Pharmacokinetics and Metabolism
Nifedipine is rapidly and fully absorbed after oral administration. The drug is detectable in serum 10 minutes after oral administration, and peak blood levels occur in approximately 30 minutes. Bioavailability is proportional to dose from 10 to 30 mg; half-life does not change significantly with dose. There is little difference in relative bioavailability when nifedipine capsules are given orally and either swallowed whole, bitten and swallowed, or bitten and held sublingually. However, biting through the capsule prior to swallowing does result in slightly earlier plasma concentrations (27 ng/mL 10 minutes after 10 mg) than if capsules are swallowed intact. It is highly bound by serum proteins. Nifedipine is extensively converted to inactive metabolites and approximately 80 percent of nifedipine and metabolites are eliminated via the kidneys. The half-life of nifedipine in plasma is approximately two hours. Since hepatic biotransformation is the predominant route for the disposition of nifedipine, the pharmacokinetics may be altered in patients with chronic liver disease. Patients with hepatic impairment (liver cirrhosis) have a longer disposition half-life and higher bioavailability of nifedipine than healthy volunteers. The degree of serum protein binding of nifedipine is high (92–98%). Protein binding may be greatly reduced in patients with renal or hepatic impairment.
In healthy subjects, the elimination half-life of a BID sustained release nifedipine formulation [that was neither Nifedipine Capsules nor Nifedipine Extended Release Tablets] was longer in elderly subjects (6.7 h) compared to young subjects (3.8 h) following oral administration. A decreased clearance was also observed in the elderly (348 mL/min) following intravenous administration.
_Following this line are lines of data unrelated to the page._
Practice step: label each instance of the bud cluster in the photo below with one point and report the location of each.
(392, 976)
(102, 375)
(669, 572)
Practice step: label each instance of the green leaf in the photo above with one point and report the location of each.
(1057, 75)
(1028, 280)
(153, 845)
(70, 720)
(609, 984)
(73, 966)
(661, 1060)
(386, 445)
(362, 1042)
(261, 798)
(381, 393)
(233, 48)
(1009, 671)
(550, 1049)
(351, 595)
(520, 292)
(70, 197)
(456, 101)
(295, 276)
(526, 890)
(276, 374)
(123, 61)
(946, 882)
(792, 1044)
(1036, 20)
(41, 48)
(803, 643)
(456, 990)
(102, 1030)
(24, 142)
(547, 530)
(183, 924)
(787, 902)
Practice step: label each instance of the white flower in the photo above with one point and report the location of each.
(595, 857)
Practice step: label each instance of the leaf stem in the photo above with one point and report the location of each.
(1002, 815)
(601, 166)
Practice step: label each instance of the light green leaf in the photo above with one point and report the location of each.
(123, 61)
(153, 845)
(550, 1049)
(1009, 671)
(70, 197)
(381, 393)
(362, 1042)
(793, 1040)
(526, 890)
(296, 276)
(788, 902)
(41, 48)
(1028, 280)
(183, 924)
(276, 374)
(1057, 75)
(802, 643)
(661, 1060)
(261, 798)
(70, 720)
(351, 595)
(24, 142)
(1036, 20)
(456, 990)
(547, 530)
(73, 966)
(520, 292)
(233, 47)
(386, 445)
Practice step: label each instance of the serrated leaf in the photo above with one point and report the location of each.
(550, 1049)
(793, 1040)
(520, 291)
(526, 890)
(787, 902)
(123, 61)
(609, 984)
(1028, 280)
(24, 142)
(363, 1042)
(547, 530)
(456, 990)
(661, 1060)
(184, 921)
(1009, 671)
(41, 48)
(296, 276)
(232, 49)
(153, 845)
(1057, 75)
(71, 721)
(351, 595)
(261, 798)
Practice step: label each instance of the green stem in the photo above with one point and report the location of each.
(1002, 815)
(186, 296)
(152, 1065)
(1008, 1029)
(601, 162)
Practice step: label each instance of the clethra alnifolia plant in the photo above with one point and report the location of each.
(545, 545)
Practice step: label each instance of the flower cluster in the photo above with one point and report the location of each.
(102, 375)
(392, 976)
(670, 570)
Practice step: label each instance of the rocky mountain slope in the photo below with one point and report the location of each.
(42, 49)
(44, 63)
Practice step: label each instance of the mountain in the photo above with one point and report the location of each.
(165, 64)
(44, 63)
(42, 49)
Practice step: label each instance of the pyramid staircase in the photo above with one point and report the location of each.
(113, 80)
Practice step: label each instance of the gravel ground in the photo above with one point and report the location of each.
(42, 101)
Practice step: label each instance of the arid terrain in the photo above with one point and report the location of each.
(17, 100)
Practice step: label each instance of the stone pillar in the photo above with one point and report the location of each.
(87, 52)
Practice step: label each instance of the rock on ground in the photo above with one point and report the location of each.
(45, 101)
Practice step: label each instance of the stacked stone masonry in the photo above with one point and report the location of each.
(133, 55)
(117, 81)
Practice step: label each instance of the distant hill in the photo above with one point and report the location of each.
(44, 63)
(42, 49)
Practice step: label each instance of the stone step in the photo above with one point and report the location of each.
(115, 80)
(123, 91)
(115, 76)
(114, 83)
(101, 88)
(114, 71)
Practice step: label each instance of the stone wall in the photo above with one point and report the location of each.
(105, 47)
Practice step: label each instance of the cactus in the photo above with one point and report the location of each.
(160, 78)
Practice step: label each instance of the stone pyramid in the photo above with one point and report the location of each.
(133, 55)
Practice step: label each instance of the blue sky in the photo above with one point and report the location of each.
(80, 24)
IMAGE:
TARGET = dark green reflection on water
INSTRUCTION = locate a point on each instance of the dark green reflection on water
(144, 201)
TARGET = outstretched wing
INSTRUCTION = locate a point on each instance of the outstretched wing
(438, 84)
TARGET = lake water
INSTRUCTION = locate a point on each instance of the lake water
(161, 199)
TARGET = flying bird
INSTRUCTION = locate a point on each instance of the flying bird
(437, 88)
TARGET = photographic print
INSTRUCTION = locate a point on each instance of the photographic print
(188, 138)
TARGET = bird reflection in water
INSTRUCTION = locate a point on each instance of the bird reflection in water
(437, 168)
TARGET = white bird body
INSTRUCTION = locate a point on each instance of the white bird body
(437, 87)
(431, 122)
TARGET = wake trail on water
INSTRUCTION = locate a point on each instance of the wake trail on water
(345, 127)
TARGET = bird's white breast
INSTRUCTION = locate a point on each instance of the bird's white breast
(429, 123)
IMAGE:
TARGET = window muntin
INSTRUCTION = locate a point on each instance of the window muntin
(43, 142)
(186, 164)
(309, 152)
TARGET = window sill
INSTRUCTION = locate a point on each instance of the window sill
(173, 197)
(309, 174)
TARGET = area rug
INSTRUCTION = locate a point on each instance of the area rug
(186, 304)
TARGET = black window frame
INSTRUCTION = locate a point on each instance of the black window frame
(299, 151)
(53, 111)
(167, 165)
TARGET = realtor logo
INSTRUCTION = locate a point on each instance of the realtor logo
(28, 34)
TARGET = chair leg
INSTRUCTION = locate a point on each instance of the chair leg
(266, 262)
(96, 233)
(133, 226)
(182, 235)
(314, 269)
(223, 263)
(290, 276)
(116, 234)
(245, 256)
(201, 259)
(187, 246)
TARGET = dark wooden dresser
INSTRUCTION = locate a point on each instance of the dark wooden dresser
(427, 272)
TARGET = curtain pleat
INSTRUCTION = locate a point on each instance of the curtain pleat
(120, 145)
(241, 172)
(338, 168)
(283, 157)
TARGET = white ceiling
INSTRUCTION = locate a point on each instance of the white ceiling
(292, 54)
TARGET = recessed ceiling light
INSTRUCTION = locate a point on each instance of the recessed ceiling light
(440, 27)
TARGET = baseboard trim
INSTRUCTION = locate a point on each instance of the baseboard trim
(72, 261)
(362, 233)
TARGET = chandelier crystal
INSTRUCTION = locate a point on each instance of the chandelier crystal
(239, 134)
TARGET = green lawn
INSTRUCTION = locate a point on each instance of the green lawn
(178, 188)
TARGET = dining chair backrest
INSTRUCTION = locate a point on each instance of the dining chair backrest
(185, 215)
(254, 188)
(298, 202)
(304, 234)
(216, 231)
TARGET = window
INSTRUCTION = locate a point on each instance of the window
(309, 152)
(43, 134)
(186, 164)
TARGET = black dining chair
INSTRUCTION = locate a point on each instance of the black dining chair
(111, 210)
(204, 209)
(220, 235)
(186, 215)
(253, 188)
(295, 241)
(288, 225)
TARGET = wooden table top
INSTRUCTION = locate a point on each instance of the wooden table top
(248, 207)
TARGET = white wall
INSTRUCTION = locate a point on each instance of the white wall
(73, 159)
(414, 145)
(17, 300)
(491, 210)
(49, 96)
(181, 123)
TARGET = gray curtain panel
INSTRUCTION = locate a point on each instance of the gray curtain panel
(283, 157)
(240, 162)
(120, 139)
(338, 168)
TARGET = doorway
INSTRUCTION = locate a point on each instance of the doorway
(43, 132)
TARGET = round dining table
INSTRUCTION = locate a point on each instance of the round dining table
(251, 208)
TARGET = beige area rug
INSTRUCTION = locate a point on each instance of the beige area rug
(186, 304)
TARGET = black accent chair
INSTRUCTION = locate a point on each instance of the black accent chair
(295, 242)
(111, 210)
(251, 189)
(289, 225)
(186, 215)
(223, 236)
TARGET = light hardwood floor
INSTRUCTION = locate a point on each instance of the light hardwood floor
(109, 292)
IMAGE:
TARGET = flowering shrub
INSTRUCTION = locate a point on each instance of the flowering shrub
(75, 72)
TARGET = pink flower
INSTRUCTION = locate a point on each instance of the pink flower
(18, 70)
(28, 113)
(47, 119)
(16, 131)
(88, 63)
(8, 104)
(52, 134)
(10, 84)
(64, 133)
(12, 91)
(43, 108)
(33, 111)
Co-administration of nifedipine with grapefruit juice resulted in approximately a 2-fold increase in nifedipine AUC and Cmax with no change in half-life. The increased plasma concentrations are most likely due to inhibition of CYP 3A4 related first-pass metabolism.
Hemodynamics
Like other slow-channel blockers, nifedipine exerts a negative inotropic effect on isolated myocardial tissue. This is rarely, if ever, seen in intact animals or man, probably because of reflex responses to its vasodilating effects. In man, nifedipine causes decreased peripheral vascular resistance and a fall in systolic and diastolic pressure, usually modest (5–10mm Hg systolic), but sometimes larger. There is usually a small increase in heart rate, a reflex response to vasodilation. Measurements of cardiac function in patients with normal ventricular function have generally found a small increase in cardiac index without major effects on ejection fraction, left ventricular end diastolic pressure (LVEDP) or volume (LVEDV). In patients with impaired ventricular function, most acute studies have shown some increase in ejection fraction and reduction in left ventricular filling pressure.
Electrophysiologic** Effects**
Although, like other members of its class, nifedipine decreases sinoatrial node function and atrioventricular conduction in isolated myocardial preparations, such effects have not been seen in studies in intact animals or in man. In formal electrophysiologic studies, predominantly in patients with normal conduction systems, nifedipine has had no tendency to prolong atrioventricular conduction, prolong sinus node recovery time, or slow sinus rate.